Andrade P, Pinho C, Pérez i de Lanuza G, Afonso S, Brejcha J, Rubin CJ, Wallerman O, Pereira P, Sabatino SJ, Bellati A, Pellitteri-Rosa D, Bosakova Z, Bunikis I, Carretero MA, Feiner N, Marsik P, Paupério F, Salvi D, Soler L, While GM, Uller T, Font E, Andersson L, Carneiro M
Proc Natl Acad Sci USA - (-) 201820320 [2019-02-28; online 2019-02-28]

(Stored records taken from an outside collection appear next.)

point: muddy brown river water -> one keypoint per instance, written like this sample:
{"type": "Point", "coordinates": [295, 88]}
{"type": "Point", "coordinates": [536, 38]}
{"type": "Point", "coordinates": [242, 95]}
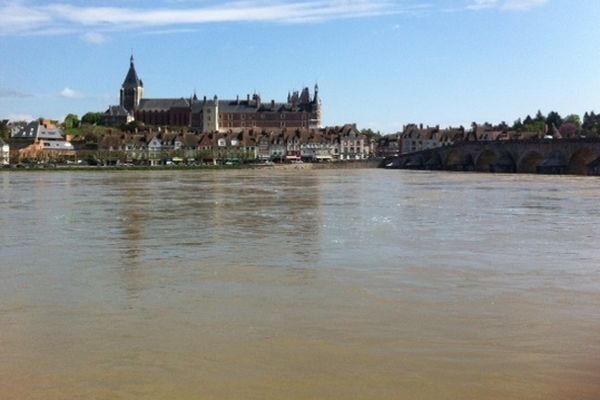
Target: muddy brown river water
{"type": "Point", "coordinates": [312, 284]}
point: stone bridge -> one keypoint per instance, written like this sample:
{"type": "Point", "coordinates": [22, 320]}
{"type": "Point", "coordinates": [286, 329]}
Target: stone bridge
{"type": "Point", "coordinates": [553, 156]}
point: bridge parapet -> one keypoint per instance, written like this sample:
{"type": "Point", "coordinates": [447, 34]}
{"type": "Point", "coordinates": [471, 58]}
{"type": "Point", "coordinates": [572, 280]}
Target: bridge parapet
{"type": "Point", "coordinates": [557, 156]}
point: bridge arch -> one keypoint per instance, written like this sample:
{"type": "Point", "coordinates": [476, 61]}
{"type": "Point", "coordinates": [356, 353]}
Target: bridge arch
{"type": "Point", "coordinates": [415, 162]}
{"type": "Point", "coordinates": [506, 163]}
{"type": "Point", "coordinates": [578, 164]}
{"type": "Point", "coordinates": [530, 162]}
{"type": "Point", "coordinates": [433, 162]}
{"type": "Point", "coordinates": [486, 161]}
{"type": "Point", "coordinates": [456, 161]}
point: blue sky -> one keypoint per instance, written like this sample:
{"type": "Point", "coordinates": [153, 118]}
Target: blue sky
{"type": "Point", "coordinates": [380, 63]}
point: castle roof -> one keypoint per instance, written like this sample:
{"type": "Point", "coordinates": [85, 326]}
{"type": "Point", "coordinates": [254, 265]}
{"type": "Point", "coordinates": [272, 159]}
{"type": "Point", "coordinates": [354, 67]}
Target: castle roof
{"type": "Point", "coordinates": [162, 104]}
{"type": "Point", "coordinates": [116, 111]}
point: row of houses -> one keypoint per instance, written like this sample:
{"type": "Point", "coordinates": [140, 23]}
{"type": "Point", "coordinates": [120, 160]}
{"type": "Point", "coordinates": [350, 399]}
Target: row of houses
{"type": "Point", "coordinates": [415, 138]}
{"type": "Point", "coordinates": [43, 141]}
{"type": "Point", "coordinates": [326, 144]}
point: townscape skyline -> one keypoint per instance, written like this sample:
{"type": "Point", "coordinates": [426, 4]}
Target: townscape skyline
{"type": "Point", "coordinates": [382, 64]}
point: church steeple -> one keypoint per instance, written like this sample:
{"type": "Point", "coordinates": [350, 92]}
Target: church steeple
{"type": "Point", "coordinates": [132, 90]}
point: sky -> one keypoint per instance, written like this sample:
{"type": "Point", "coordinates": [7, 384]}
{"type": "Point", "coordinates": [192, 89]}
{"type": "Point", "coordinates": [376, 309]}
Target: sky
{"type": "Point", "coordinates": [381, 64]}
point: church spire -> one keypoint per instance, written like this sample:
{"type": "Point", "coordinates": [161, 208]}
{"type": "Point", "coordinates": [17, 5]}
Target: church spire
{"type": "Point", "coordinates": [131, 79]}
{"type": "Point", "coordinates": [132, 90]}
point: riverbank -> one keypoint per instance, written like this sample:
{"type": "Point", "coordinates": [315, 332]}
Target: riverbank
{"type": "Point", "coordinates": [359, 164]}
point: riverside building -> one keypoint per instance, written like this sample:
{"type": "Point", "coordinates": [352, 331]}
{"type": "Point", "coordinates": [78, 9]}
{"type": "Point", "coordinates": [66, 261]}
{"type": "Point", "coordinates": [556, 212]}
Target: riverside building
{"type": "Point", "coordinates": [301, 110]}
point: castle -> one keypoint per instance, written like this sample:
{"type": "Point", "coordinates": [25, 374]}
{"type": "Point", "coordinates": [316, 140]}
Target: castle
{"type": "Point", "coordinates": [301, 110]}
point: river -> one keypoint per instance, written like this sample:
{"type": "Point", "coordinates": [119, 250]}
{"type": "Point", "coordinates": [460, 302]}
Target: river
{"type": "Point", "coordinates": [312, 284]}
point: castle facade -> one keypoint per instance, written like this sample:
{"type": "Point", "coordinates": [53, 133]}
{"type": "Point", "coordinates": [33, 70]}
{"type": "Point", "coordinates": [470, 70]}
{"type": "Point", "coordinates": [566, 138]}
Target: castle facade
{"type": "Point", "coordinates": [301, 110]}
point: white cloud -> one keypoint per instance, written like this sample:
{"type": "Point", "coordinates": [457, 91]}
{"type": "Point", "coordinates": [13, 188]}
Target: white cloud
{"type": "Point", "coordinates": [70, 94]}
{"type": "Point", "coordinates": [19, 117]}
{"type": "Point", "coordinates": [522, 5]}
{"type": "Point", "coordinates": [93, 38]}
{"type": "Point", "coordinates": [23, 18]}
{"type": "Point", "coordinates": [482, 4]}
{"type": "Point", "coordinates": [509, 5]}
{"type": "Point", "coordinates": [9, 94]}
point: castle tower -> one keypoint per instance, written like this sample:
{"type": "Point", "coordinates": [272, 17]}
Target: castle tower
{"type": "Point", "coordinates": [132, 90]}
{"type": "Point", "coordinates": [317, 121]}
{"type": "Point", "coordinates": [210, 114]}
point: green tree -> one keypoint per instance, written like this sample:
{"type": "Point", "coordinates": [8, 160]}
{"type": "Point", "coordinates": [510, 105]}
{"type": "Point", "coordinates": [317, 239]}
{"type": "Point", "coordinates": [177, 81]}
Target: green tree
{"type": "Point", "coordinates": [574, 119]}
{"type": "Point", "coordinates": [554, 118]}
{"type": "Point", "coordinates": [71, 121]}
{"type": "Point", "coordinates": [4, 130]}
{"type": "Point", "coordinates": [93, 118]}
{"type": "Point", "coordinates": [539, 117]}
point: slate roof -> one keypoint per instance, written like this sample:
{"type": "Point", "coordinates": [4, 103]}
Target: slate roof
{"type": "Point", "coordinates": [35, 130]}
{"type": "Point", "coordinates": [116, 111]}
{"type": "Point", "coordinates": [131, 79]}
{"type": "Point", "coordinates": [249, 107]}
{"type": "Point", "coordinates": [162, 104]}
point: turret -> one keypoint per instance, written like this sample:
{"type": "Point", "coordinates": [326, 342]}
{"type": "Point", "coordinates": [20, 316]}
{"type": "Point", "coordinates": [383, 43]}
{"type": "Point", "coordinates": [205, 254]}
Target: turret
{"type": "Point", "coordinates": [132, 90]}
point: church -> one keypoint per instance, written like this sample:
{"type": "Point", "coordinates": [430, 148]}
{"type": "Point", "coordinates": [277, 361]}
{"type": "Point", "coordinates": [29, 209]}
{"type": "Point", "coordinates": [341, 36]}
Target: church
{"type": "Point", "coordinates": [301, 110]}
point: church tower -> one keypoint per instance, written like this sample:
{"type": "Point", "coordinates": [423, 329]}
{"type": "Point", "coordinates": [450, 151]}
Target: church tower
{"type": "Point", "coordinates": [132, 90]}
{"type": "Point", "coordinates": [317, 116]}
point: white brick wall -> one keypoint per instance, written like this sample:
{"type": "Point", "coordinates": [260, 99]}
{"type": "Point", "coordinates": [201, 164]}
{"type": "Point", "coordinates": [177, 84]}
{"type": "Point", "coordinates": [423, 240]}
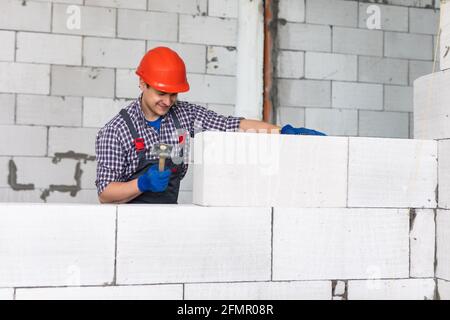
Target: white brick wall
{"type": "Point", "coordinates": [80, 140]}
{"type": "Point", "coordinates": [335, 12]}
{"type": "Point", "coordinates": [148, 253]}
{"type": "Point", "coordinates": [204, 30]}
{"type": "Point", "coordinates": [24, 78]}
{"type": "Point", "coordinates": [443, 244]}
{"type": "Point", "coordinates": [147, 25]}
{"type": "Point", "coordinates": [304, 93]}
{"type": "Point", "coordinates": [34, 16]}
{"type": "Point", "coordinates": [393, 18]}
{"type": "Point", "coordinates": [295, 290]}
{"type": "Point", "coordinates": [332, 122]}
{"type": "Point", "coordinates": [77, 247]}
{"type": "Point", "coordinates": [295, 36]}
{"type": "Point", "coordinates": [330, 66]}
{"type": "Point", "coordinates": [422, 244]}
{"type": "Point", "coordinates": [358, 41]}
{"type": "Point", "coordinates": [103, 52]}
{"type": "Point", "coordinates": [392, 173]}
{"type": "Point", "coordinates": [48, 110]}
{"type": "Point", "coordinates": [406, 289]}
{"type": "Point", "coordinates": [444, 173]}
{"type": "Point", "coordinates": [383, 124]}
{"type": "Point", "coordinates": [156, 292]}
{"type": "Point", "coordinates": [23, 140]}
{"type": "Point", "coordinates": [7, 106]}
{"type": "Point", "coordinates": [93, 82]}
{"type": "Point", "coordinates": [7, 39]}
{"type": "Point", "coordinates": [357, 95]}
{"type": "Point", "coordinates": [379, 235]}
{"type": "Point", "coordinates": [95, 21]}
{"type": "Point", "coordinates": [48, 48]}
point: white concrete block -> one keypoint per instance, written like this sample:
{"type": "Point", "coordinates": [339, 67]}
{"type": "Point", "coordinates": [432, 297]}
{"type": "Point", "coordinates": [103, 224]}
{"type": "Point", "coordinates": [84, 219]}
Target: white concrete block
{"type": "Point", "coordinates": [93, 21]}
{"type": "Point", "coordinates": [32, 16]}
{"type": "Point", "coordinates": [431, 115]}
{"type": "Point", "coordinates": [304, 93]}
{"type": "Point", "coordinates": [379, 236]}
{"type": "Point", "coordinates": [97, 112]}
{"type": "Point", "coordinates": [292, 10]}
{"type": "Point", "coordinates": [383, 124]}
{"type": "Point", "coordinates": [221, 60]}
{"type": "Point", "coordinates": [295, 290]}
{"type": "Point", "coordinates": [418, 69]}
{"type": "Point", "coordinates": [351, 95]}
{"type": "Point", "coordinates": [91, 82]}
{"type": "Point", "coordinates": [424, 21]}
{"type": "Point", "coordinates": [127, 84]}
{"type": "Point", "coordinates": [148, 253]}
{"type": "Point", "coordinates": [396, 173]}
{"type": "Point", "coordinates": [332, 122]}
{"type": "Point", "coordinates": [58, 245]}
{"type": "Point", "coordinates": [208, 30]}
{"type": "Point", "coordinates": [78, 140]}
{"type": "Point", "coordinates": [383, 70]}
{"type": "Point", "coordinates": [42, 172]}
{"type": "Point", "coordinates": [398, 98]}
{"type": "Point", "coordinates": [4, 168]}
{"type": "Point", "coordinates": [268, 176]}
{"type": "Point", "coordinates": [335, 12]}
{"type": "Point", "coordinates": [444, 173]}
{"type": "Point", "coordinates": [210, 89]}
{"type": "Point", "coordinates": [7, 108]}
{"type": "Point", "coordinates": [358, 41]}
{"type": "Point", "coordinates": [7, 39]}
{"type": "Point", "coordinates": [291, 64]}
{"type": "Point", "coordinates": [6, 294]}
{"type": "Point", "coordinates": [331, 66]}
{"type": "Point", "coordinates": [404, 45]}
{"type": "Point", "coordinates": [393, 18]}
{"type": "Point", "coordinates": [48, 48]}
{"type": "Point", "coordinates": [22, 196]}
{"type": "Point", "coordinates": [48, 110]}
{"type": "Point", "coordinates": [223, 8]}
{"type": "Point", "coordinates": [443, 289]}
{"type": "Point", "coordinates": [306, 37]}
{"type": "Point", "coordinates": [23, 140]}
{"type": "Point", "coordinates": [135, 24]}
{"type": "Point", "coordinates": [443, 244]}
{"type": "Point", "coordinates": [24, 78]}
{"type": "Point", "coordinates": [135, 4]}
{"type": "Point", "coordinates": [193, 55]}
{"type": "Point", "coordinates": [292, 116]}
{"type": "Point", "coordinates": [192, 7]}
{"type": "Point", "coordinates": [400, 289]}
{"type": "Point", "coordinates": [445, 50]}
{"type": "Point", "coordinates": [112, 53]}
{"type": "Point", "coordinates": [81, 197]}
{"type": "Point", "coordinates": [422, 244]}
{"type": "Point", "coordinates": [155, 292]}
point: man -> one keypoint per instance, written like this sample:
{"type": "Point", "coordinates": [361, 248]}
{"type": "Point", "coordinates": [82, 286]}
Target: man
{"type": "Point", "coordinates": [127, 170]}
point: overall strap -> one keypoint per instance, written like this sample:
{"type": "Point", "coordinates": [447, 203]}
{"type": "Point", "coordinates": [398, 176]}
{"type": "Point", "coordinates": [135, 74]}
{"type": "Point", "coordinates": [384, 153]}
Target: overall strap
{"type": "Point", "coordinates": [138, 142]}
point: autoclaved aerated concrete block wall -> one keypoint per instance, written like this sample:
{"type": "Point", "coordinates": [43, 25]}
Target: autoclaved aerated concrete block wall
{"type": "Point", "coordinates": [54, 97]}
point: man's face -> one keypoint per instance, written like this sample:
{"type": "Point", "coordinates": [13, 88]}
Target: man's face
{"type": "Point", "coordinates": [156, 103]}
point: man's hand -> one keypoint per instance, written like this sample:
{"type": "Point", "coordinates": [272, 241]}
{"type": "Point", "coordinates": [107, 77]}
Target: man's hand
{"type": "Point", "coordinates": [153, 180]}
{"type": "Point", "coordinates": [288, 129]}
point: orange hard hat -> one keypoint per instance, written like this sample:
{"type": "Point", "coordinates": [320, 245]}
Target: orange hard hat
{"type": "Point", "coordinates": [164, 70]}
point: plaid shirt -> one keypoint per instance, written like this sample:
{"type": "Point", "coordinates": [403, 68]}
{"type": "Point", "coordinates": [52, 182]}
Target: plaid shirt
{"type": "Point", "coordinates": [117, 159]}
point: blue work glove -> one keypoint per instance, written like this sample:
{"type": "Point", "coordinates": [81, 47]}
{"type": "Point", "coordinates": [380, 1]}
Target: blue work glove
{"type": "Point", "coordinates": [153, 180]}
{"type": "Point", "coordinates": [288, 129]}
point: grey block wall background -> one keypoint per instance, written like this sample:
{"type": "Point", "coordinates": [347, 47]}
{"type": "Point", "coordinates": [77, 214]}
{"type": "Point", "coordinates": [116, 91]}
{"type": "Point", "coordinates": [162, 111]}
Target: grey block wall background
{"type": "Point", "coordinates": [59, 83]}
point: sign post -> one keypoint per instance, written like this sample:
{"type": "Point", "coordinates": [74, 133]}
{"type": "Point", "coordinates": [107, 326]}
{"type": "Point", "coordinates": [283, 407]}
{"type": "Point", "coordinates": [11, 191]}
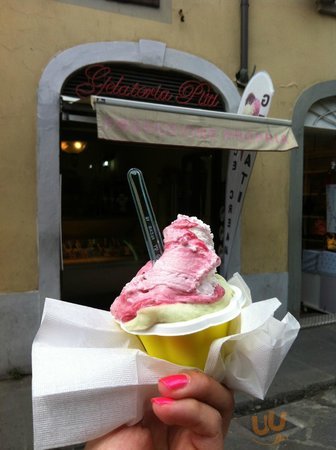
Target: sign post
{"type": "Point", "coordinates": [256, 101]}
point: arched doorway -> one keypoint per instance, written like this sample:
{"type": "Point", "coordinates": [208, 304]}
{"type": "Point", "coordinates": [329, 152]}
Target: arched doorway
{"type": "Point", "coordinates": [146, 53]}
{"type": "Point", "coordinates": [310, 288]}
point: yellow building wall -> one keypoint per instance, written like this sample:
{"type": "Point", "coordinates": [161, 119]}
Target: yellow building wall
{"type": "Point", "coordinates": [288, 39]}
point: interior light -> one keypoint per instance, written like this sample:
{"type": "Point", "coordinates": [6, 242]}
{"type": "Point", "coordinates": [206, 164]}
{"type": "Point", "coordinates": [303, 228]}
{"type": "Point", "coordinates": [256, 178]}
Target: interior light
{"type": "Point", "coordinates": [73, 146]}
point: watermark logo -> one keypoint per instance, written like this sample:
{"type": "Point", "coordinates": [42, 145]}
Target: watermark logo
{"type": "Point", "coordinates": [271, 426]}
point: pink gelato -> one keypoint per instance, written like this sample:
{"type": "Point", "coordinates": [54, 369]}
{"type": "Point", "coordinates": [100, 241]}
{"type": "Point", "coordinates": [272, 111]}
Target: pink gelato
{"type": "Point", "coordinates": [184, 274]}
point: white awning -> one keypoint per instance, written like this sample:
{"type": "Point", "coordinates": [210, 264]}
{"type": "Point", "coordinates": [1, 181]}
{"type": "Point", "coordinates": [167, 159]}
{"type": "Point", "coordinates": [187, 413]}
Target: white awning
{"type": "Point", "coordinates": [124, 120]}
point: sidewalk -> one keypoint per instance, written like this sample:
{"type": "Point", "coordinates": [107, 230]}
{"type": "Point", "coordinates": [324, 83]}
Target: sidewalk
{"type": "Point", "coordinates": [308, 369]}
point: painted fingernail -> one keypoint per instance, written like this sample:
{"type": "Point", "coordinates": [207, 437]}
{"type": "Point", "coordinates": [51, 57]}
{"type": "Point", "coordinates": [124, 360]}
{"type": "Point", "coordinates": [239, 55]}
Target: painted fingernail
{"type": "Point", "coordinates": [175, 381]}
{"type": "Point", "coordinates": [162, 401]}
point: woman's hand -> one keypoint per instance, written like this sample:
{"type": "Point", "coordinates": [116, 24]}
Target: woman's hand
{"type": "Point", "coordinates": [193, 413]}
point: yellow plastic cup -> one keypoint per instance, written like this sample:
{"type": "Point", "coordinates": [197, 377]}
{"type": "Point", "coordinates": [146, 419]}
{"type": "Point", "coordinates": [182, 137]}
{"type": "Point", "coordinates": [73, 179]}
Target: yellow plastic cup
{"type": "Point", "coordinates": [187, 343]}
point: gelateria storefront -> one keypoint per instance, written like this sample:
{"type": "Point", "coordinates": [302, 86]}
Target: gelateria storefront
{"type": "Point", "coordinates": [104, 108]}
{"type": "Point", "coordinates": [312, 259]}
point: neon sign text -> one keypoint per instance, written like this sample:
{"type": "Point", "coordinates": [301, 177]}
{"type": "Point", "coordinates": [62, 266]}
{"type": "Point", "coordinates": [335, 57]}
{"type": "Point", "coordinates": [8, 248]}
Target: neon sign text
{"type": "Point", "coordinates": [100, 80]}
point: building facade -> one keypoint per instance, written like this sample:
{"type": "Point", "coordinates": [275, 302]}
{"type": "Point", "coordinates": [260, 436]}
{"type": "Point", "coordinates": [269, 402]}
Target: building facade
{"type": "Point", "coordinates": [44, 44]}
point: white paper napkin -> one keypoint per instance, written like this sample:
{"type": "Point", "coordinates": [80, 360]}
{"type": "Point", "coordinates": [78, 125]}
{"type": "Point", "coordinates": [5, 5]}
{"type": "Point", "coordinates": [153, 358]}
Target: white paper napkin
{"type": "Point", "coordinates": [90, 377]}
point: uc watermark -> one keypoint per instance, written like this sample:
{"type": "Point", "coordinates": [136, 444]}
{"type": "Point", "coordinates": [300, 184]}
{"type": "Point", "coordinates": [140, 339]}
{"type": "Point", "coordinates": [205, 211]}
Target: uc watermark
{"type": "Point", "coordinates": [269, 425]}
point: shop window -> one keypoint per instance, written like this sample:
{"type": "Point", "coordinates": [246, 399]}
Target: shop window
{"type": "Point", "coordinates": [102, 242]}
{"type": "Point", "coordinates": [318, 234]}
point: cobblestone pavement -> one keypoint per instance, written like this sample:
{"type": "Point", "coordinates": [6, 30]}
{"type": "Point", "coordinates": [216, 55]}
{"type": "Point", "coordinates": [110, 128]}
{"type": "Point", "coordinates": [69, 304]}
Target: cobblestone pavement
{"type": "Point", "coordinates": [298, 412]}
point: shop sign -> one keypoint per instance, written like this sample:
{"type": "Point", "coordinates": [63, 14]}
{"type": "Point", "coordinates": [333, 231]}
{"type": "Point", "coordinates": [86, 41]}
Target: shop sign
{"type": "Point", "coordinates": [256, 101]}
{"type": "Point", "coordinates": [100, 80]}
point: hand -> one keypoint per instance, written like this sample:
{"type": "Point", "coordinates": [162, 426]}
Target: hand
{"type": "Point", "coordinates": [193, 413]}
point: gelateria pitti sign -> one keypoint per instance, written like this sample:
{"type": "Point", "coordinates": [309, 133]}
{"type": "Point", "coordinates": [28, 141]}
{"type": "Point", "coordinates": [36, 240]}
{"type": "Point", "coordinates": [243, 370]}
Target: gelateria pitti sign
{"type": "Point", "coordinates": [212, 129]}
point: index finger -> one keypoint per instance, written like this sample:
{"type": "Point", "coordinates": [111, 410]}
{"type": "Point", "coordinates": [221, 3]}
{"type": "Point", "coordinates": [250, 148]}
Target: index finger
{"type": "Point", "coordinates": [199, 386]}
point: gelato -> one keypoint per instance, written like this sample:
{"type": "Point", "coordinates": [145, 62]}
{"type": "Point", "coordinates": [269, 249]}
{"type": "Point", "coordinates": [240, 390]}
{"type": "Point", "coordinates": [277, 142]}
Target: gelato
{"type": "Point", "coordinates": [184, 276]}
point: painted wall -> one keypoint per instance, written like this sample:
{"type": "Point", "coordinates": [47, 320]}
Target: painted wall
{"type": "Point", "coordinates": [289, 39]}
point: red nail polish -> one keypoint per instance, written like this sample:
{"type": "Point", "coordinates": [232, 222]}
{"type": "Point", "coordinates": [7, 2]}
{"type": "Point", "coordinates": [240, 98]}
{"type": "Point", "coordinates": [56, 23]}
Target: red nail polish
{"type": "Point", "coordinates": [162, 401]}
{"type": "Point", "coordinates": [175, 381]}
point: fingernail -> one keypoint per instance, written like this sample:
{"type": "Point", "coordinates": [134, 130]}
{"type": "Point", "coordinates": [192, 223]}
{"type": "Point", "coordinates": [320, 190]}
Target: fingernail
{"type": "Point", "coordinates": [162, 401]}
{"type": "Point", "coordinates": [175, 381]}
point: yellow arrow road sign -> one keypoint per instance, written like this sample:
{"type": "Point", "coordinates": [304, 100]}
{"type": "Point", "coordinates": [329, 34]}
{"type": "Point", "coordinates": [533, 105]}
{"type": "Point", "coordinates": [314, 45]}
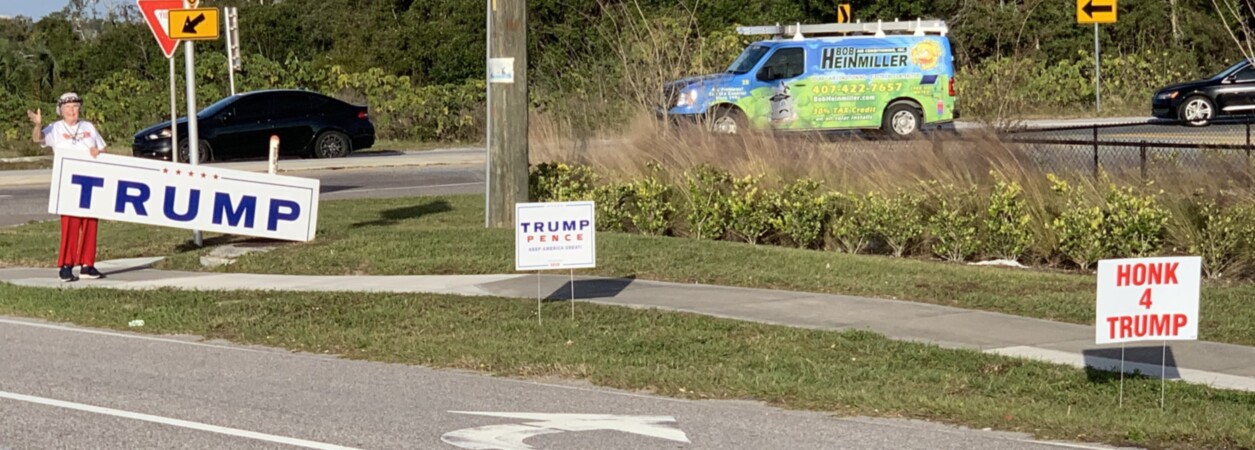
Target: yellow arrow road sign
{"type": "Point", "coordinates": [193, 24]}
{"type": "Point", "coordinates": [1096, 11]}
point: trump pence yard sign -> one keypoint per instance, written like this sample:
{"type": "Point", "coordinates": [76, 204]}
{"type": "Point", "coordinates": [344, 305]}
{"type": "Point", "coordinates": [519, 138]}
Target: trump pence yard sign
{"type": "Point", "coordinates": [181, 196]}
{"type": "Point", "coordinates": [1147, 300]}
{"type": "Point", "coordinates": [555, 236]}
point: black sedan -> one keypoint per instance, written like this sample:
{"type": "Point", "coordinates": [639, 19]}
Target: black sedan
{"type": "Point", "coordinates": [308, 124]}
{"type": "Point", "coordinates": [1197, 103]}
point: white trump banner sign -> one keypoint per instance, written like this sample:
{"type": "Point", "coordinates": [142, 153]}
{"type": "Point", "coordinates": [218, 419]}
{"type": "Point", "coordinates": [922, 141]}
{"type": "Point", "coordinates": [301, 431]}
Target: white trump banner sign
{"type": "Point", "coordinates": [555, 236]}
{"type": "Point", "coordinates": [1147, 300]}
{"type": "Point", "coordinates": [182, 196]}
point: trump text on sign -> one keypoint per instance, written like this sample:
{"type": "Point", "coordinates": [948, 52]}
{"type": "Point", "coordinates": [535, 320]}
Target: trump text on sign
{"type": "Point", "coordinates": [551, 236]}
{"type": "Point", "coordinates": [1147, 298]}
{"type": "Point", "coordinates": [180, 196]}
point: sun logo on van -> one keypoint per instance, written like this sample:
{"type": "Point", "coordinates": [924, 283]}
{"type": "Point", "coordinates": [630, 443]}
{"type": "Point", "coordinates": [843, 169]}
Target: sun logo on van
{"type": "Point", "coordinates": [926, 54]}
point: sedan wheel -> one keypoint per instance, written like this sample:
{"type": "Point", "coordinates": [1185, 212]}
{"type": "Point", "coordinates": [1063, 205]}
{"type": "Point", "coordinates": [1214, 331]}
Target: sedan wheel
{"type": "Point", "coordinates": [333, 144]}
{"type": "Point", "coordinates": [1197, 110]}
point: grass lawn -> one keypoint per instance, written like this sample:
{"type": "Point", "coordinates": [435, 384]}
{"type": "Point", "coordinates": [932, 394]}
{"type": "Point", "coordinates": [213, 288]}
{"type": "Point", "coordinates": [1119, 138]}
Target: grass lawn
{"type": "Point", "coordinates": [413, 146]}
{"type": "Point", "coordinates": [682, 355]}
{"type": "Point", "coordinates": [446, 235]}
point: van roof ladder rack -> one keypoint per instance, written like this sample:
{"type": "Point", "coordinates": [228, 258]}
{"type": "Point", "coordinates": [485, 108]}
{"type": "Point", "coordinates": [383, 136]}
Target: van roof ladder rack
{"type": "Point", "coordinates": [916, 26]}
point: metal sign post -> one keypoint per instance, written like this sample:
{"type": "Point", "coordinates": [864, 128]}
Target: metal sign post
{"type": "Point", "coordinates": [193, 137]}
{"type": "Point", "coordinates": [232, 38]}
{"type": "Point", "coordinates": [1097, 11]}
{"type": "Point", "coordinates": [1097, 74]}
{"type": "Point", "coordinates": [173, 113]}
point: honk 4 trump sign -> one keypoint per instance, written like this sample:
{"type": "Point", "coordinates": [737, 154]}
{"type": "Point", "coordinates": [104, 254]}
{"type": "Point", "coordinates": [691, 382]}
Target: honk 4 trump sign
{"type": "Point", "coordinates": [1147, 300]}
{"type": "Point", "coordinates": [181, 196]}
{"type": "Point", "coordinates": [555, 236]}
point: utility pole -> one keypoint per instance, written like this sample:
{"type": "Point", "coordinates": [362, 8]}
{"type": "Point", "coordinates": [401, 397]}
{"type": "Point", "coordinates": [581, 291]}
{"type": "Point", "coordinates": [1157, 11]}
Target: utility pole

Reptiles use pterin and carotenoid pigments to produce yellow, orange, and red colors. These conspicuous colors serve a diversity of signaling functions, but their molecular basis remains unresolved. Here, we show that the genomes of sympatric color morphs of the European common wall lizard ( Podarcis muralis), which differ in orange and yellow pigmentation and in their ecology and behavior, are virtually undifferentiated. Genetic differences are restricted to two small regulatory regions near genes associated with pterin [sepiapterin reductase (SPR)] and carotenoid [beta-carotene oxygenase 2 (BCO2)] metabolism, demonstrating that a core gene in the housekeeping pathway of pterin biosynthesis has been coopted for bright coloration in reptiles and indicating that these loci exert pleiotropic effects on other aspects of physiology. Pigmentation differences are explained by extremely divergent alleles, and haplotype analysis revealed abundant transspecific allele sharing with other lacertids exhibiting color polymorphisms. The evolution of these conspicuous color ornaments is the result of ancient genetic variation and cross-species hybridization.